Еще позавчера он был в партизанском отряде… После ликвидации немецкой базы в Андреевке отряду было приказано немедленно оставить эту местность и идти на соединение с отрядом, действующим в другом районе. Этот переход потребует немало времени, а Кузнецову нужно было срочно возвращаться на Большую землю.

С провалом операции по взрыву особняка явки были утрачены, и он решил действовать самостоятельно.

В районном городке, близ которого базировался полк «юнкерсов», Кузнецов находился всего несколько часов. Семенюк подробно рассказал ему про охрану аэродрома, близ которого находился склад с горючим, который они так и не успели взорвать. И вот Иван Васильевич готовился осуществить свой тщательно продуманный план. Но для этого ему необходимы были эсэсовская форма и надежные документы, с которыми он мог бы проникнуть на аэродром, ну а там как повезет…

Громко топая, он поднялся на крыльцо и решительно забарабанил кулаками в дверь.

— Какого черта? — послышался недовольный голос. Иван Васильевич представил себе, как эсэсовец впотьмах натягивает на себя мундир. Интересно, оружие взял?

— Господин офицер, вас срочно вызывают в комендатуру. Убит бургомистр! — отрывисто пролаял по-немецки Кузнецов и весь сжался в комок, приготовившись к встрече.

— Это ты, Вилли? — Шаги за дверью приблизились. Дверь распахнулась, и в черном проеме показался высокий босой эсэсовец в накинутом наспех мундире.

— Кто убит, Вилли? — Он пристально вглядывался в Кузнецова. — Мой бог, это не Вилли!

— На том свете разберешься, — пробормотал Кузнецов.

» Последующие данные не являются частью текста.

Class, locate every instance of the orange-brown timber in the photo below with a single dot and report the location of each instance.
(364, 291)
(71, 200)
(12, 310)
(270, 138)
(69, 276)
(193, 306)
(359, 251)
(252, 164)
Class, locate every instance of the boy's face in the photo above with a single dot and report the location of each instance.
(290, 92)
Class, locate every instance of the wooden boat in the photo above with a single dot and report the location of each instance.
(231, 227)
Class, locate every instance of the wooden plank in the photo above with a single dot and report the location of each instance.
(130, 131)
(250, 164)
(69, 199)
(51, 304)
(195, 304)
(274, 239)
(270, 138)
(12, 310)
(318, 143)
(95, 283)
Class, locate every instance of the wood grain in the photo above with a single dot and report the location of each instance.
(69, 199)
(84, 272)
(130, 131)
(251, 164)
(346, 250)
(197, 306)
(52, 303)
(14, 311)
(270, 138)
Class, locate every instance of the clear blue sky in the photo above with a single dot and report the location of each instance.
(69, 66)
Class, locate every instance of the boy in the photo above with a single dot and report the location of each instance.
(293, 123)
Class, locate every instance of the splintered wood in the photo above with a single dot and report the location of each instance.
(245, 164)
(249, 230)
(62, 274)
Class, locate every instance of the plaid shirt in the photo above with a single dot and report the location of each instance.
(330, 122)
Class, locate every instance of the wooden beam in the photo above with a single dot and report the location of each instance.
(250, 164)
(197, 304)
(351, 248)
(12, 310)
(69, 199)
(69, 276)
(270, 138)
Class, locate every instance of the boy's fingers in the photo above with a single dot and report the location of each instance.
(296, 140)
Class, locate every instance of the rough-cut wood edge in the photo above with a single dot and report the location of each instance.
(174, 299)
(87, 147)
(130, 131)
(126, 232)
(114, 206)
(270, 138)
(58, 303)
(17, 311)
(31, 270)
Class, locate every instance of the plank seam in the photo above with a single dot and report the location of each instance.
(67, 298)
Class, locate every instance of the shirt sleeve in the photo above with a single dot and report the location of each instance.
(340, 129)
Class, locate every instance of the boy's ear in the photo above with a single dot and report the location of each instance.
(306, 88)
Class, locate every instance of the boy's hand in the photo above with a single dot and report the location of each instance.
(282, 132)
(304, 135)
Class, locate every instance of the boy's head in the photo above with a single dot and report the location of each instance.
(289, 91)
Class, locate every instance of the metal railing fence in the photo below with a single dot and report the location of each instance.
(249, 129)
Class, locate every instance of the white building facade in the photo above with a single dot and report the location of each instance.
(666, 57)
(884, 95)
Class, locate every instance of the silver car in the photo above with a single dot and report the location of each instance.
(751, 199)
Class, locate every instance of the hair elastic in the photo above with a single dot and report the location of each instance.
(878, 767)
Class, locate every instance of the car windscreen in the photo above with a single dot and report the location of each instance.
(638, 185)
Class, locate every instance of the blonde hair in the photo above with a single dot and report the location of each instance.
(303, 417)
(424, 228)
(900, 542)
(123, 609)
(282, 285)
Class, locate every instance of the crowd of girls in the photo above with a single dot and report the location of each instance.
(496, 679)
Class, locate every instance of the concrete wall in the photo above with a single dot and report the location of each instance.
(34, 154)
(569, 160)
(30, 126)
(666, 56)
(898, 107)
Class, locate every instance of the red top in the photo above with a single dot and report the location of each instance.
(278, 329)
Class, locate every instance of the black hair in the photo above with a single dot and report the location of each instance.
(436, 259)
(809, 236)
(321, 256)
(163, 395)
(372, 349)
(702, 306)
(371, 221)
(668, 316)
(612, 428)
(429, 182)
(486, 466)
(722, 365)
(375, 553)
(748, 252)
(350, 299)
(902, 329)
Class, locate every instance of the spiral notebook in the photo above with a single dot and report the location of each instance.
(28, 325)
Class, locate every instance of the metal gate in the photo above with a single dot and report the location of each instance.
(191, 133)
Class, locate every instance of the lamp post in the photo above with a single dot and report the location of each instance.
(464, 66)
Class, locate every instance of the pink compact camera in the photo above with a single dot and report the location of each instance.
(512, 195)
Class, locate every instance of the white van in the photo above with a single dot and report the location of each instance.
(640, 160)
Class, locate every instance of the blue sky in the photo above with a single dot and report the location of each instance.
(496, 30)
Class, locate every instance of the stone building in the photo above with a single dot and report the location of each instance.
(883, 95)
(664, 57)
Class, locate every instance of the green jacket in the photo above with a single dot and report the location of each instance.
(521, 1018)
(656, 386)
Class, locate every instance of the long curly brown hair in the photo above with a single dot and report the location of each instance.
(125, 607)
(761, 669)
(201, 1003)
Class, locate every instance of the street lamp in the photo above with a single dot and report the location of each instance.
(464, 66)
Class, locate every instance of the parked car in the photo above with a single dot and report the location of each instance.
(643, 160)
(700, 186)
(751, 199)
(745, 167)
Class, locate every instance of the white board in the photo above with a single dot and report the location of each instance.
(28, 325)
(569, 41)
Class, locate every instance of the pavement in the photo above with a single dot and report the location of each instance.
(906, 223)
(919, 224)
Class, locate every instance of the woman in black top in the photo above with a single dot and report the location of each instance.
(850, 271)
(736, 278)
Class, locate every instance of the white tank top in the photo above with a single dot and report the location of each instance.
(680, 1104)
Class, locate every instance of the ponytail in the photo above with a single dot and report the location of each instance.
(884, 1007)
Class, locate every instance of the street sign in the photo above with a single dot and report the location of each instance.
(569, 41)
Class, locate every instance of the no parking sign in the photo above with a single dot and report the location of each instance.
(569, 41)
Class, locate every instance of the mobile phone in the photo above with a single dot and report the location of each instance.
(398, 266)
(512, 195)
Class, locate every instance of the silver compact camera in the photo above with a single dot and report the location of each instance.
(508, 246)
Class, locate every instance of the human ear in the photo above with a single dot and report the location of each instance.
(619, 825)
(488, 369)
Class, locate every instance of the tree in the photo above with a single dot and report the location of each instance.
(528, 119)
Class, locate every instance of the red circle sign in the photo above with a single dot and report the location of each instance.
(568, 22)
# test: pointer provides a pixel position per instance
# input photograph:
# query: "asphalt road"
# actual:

Удар отработан, и смерть должна быть мгновенной. Приняв в объятия навалившееся на него тяжелое тело, опустил его на крыльцо, стащил мундир и встретился взглядом с молодой женщиной, стоявшей в длинной ночной сорочке на том самом месте, где только что стоял эсэсовец.

— Ни звука! — шепотом предупредил Иван Васильевич.

Он втащил убитого в коридор.

— Туда ему, мерзавцу, и дорога… — спокойно сказала женщина. В сумраке трудно было разглядеть ее лицо.

— Надо бы и тебя, сучку… — вырвалось у Кузнецова. — Эх ты, Маруся Бубенцова! Да как же ты в глаза-то посмотришь людям, когда этих гадов попрут из России?

— А нечего было их пускать сюда, — не смущаясь ответила та. — Сами ушли, а теперь нас стыдите? А где они, наши парни? Нет их… — Она повернулась и ушла в спальню.

Он сбросил с себя верхнюю одежду и переоделся в черный мундир. Когда послышался за окном шум мотора, а по окнам мазнул свет автомобильных фар, в одном сапоге вскочил со стула и выглянул на улицу. Легковая машина проехала мимо. Задние фонари у нее не горели.

Кузнецов облегченно вздохнул, натянул другой сапог. Вечером, когда он шел вслед за эсэсовцем, то прикидывал, не будут ли жать его сапоги. И вот оказались в самый раз. И форма вроде сидит нормально. Лунный свет высветил на столе хлеб, закуску. Только сейчас Иван Васильевич почувствовал, что зверски хочет есть. Ведь с самого утра крошки во рту не было. Он уселся за стол, пододвинул к себе банку с сардинами, но аппетит вдруг пропал, когда вспомнил, что убитый им фашист, может, тыкал вилкой в эту самую банку.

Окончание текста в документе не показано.